The age of the two diseases is similar, even can exist at the same time, the clinical manifestations are partially overlapped, and complications such as intestinal obstruction, hemorrhage, perforation and fistula formation can occur. Barium enema helps to identify, irregular mucosa, intestinal filling defect Radiological signs of colon cancer, colonoscopy and mucosal biopsy have diagnostic significance for colon cancer.

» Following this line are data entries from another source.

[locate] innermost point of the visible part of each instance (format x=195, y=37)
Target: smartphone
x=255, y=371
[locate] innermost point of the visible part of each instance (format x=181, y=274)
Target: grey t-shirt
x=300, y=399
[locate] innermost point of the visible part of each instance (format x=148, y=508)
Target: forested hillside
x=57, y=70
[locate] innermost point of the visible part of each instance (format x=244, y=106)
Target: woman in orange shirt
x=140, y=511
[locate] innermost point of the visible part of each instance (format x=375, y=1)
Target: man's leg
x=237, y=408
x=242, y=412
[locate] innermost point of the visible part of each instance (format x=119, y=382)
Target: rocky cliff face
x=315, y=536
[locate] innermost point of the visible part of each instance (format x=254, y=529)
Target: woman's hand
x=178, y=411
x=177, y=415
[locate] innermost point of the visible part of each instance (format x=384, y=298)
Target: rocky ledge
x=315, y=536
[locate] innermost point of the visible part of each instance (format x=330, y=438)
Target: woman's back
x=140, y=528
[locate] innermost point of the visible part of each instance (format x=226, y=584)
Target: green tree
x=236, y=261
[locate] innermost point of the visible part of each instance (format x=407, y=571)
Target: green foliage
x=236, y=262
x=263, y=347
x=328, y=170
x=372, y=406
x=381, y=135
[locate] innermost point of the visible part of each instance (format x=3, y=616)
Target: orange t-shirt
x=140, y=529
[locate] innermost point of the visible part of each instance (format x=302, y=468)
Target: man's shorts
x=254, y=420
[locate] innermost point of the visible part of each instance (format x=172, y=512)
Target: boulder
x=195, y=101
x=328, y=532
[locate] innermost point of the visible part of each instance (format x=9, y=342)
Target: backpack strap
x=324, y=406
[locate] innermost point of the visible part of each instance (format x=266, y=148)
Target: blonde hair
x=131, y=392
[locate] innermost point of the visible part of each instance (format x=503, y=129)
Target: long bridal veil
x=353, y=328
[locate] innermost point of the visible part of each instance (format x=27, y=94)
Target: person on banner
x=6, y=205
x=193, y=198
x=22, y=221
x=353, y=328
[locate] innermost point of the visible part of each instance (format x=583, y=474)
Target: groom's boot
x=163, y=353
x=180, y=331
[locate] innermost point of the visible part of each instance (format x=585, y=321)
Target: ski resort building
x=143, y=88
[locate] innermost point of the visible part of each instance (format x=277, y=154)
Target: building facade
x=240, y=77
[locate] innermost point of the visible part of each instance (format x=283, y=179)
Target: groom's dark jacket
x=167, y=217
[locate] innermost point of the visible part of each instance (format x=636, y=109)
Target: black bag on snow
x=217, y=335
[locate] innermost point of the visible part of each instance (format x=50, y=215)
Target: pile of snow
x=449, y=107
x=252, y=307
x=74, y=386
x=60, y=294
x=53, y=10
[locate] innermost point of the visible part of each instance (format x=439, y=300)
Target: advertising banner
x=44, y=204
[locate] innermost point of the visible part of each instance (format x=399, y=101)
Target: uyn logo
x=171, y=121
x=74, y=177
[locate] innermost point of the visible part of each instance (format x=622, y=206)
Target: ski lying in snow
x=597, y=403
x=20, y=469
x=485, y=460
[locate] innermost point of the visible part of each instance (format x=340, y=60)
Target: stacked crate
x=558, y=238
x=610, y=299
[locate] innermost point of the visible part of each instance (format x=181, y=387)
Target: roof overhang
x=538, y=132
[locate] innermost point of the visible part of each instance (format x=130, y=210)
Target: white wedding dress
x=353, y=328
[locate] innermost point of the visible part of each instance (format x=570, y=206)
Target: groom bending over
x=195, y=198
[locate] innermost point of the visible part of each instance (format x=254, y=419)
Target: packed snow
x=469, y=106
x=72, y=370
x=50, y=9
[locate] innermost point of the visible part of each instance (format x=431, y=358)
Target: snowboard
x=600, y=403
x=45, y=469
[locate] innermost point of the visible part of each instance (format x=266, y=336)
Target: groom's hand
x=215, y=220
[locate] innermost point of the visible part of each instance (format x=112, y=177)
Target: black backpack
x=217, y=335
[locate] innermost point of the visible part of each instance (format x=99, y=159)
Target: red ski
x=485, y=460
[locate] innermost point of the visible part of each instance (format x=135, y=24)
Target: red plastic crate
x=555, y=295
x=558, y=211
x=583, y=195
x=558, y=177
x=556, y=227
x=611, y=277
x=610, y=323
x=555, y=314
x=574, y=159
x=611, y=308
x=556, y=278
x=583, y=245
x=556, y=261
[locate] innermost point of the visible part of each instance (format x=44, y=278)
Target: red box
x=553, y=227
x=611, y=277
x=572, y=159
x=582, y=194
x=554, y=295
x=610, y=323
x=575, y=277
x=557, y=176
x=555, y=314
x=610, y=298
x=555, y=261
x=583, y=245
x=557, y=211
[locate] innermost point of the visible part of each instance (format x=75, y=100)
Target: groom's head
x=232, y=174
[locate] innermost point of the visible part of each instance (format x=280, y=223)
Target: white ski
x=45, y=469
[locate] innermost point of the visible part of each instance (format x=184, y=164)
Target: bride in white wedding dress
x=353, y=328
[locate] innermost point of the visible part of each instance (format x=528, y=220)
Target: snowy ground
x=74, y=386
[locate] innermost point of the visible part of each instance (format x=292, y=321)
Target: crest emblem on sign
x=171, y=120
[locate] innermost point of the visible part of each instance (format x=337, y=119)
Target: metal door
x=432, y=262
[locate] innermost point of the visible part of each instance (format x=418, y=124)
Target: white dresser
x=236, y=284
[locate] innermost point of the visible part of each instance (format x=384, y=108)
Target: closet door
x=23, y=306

4. Colonic Crohn's disease

Colonic Crohn's disease has abdominal pain, fever, elevated peripheral blood leukocytes, abdominal tenderness, abdominal mass, etc. The formation of fistula is characteristic. These symptoms and signs are similar to diverticulitis. Endoscopic and X-ray examinations can find paving stones. Mucosal changes, deep ulcers, and a "jumping" distribution of lesions are helpful for identification. Endoscopic mucosal biopsy has diagnostic value if non-caseous granuloma is found.

5, ulcerative colitis

Can be expressed as fever, abdominal pain, bloody stools, peripheral blood leukocytosis, colonic mucosa showed diffuse inflammation, congestion, edema, with the development of the disease, may appear erosion, ulcers, pseudopolyps, residual mucosal atrophy between ulcers, late There is a narrowing of the intestinal lumen, the disappearance of the colonic bag, etc., and the changes in goblet cells and crypt abscess can be seen in the examination.

6. Ischemic colitis

Ischemic colitis occurs in the elderly and can occur simultaneously with colonic diverticulosis. The clinical manifestations are mostly black stools after severe abdominal pain. The characteristics of thumbprint enema can be used to diagnose ischemic colitis. Colonoscopy is helpful in diagnosing the disease.

Was this article helpful?

The material in this site is intended to be of general informational use and is not intended to constitute medical advice, probable diagnosis, or recommended treatments.